Kommersant’s sources admit that talks about the visit are complicated by the current negative background to relations between the two countries, as well as Russia’s firm stand linking arms cuts to progress on anti-ballistic missiles (ABMs).

“President Obama, who at one time pledged adherence to the ‘global zero’ concept envisaging a non-nuclear world, would like to demonstrate a breakthrough in the talks with Moscow,” says retired Lt. Gen. Evgeny Buzhinsky, who is now senior vice president of the PIR Center think-tank.

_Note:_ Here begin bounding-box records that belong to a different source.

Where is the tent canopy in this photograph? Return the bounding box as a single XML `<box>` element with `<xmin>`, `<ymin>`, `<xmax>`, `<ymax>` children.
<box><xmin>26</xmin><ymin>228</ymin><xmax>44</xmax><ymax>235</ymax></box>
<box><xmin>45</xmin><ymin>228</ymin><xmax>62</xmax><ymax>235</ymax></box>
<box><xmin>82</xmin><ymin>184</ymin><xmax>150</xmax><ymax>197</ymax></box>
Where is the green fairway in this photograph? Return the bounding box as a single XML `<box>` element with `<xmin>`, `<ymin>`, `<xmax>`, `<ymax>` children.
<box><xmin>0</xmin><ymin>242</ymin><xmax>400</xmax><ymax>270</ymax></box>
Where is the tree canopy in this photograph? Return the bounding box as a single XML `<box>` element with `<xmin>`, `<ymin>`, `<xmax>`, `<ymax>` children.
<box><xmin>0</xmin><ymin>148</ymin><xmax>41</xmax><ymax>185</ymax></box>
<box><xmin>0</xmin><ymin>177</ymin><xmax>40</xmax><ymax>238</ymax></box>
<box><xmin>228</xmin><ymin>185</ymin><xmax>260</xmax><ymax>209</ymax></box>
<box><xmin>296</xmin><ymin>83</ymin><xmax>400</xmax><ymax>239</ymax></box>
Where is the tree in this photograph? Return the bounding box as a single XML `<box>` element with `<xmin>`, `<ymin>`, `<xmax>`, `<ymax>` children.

“The U.S. is interested in further reducing the Russian nuclear potential, be it deployed strategic warheads or tactical nuclear weapons, in which Moscow still has the edge,” Buzhinsky says. “But it would be folly to expect any progress on these issues without a compromise on the [ABM] problem, which is the chief irritant for Moscow.”

The expert points out that, after the signing of START-3, Moscow is not interested in bringing down the number of warheads in the foreseeable future; besides, tactical weapons play a much more important role in Russia’s defense doctrine than in U.S. strategy. “America is surrounded by allies – Canada and Mexico – and two oceans, so nuclear weapons are of minimal importance for defending its territory. For Russia, which has nuclear and threshold countries next door, this weapon is an effective deterrent,” says Buzhinsky.  “The question arises whether the two sides will be able to reach a compromise on [ABMs], which calls for a lot of political will on the part of both presidents.”

Nonetheless, Buzhinsky believes that there are compromise options. “One might be a political declaration on [ABMs], similar to the Russia-NATO Rome Declaration of 2002, which would not need to be endorsed by the U.S. Congress as a legally binding document. The declaration would reaffirm non-targeting of the [ABMs] against Russia. Besides, Obama would have to address one of Russia’s main concerns by renouncing deployment of intercept and warning assets in Poland and the Baltic Sea,” the expert says.

Fears have already been expressed in Congress that the Obama administration might make excessive concessions to Russia in the hope of reversing the negative trend in bilateral relations. Such fears were voiced by congressman Mike Rogers (a Republican member of the House Armed Services Committee) in a letter to Vice President Joe Biden, dated Jan. 30 and published in Foreign Policy magazine.

The congressman wrote his letter on the eve of Joseph Biden’s meeting with Russian Foreign Minister Sergey Lavrov, which was held on Feb. 2 on the fringes of an international security conference in Munich. In the letter, Rogers asked the vice president what exactly he would discuss at these talks with Lavrov and what message would the U.S. president’s national security adviser, Tom Donilon, take to Moscow in February to give to Russian President Putin. Donilon was to visit Moscow as a presidential envoy in late January, but the visit was postponed.

“I understand that Mr. Donilon is going to convey to President Putin a personal letter from President Obama setting out the U.S. president’s plans for further American arms reductions and perhaps for agreements on [ABMs], in order to bring Russia to the negotiating table,” Mike Rogers wrote.

He and other congressmen are afraid that Barack Obama might negotiate a deal with Vladimir Putin that would not require approval from Congress and perhaps even agree to unilateral cuts in nuclear arsenals. The position of the U.S. Congress might constitute another obstacle to Barack Obama’s visit to Russia.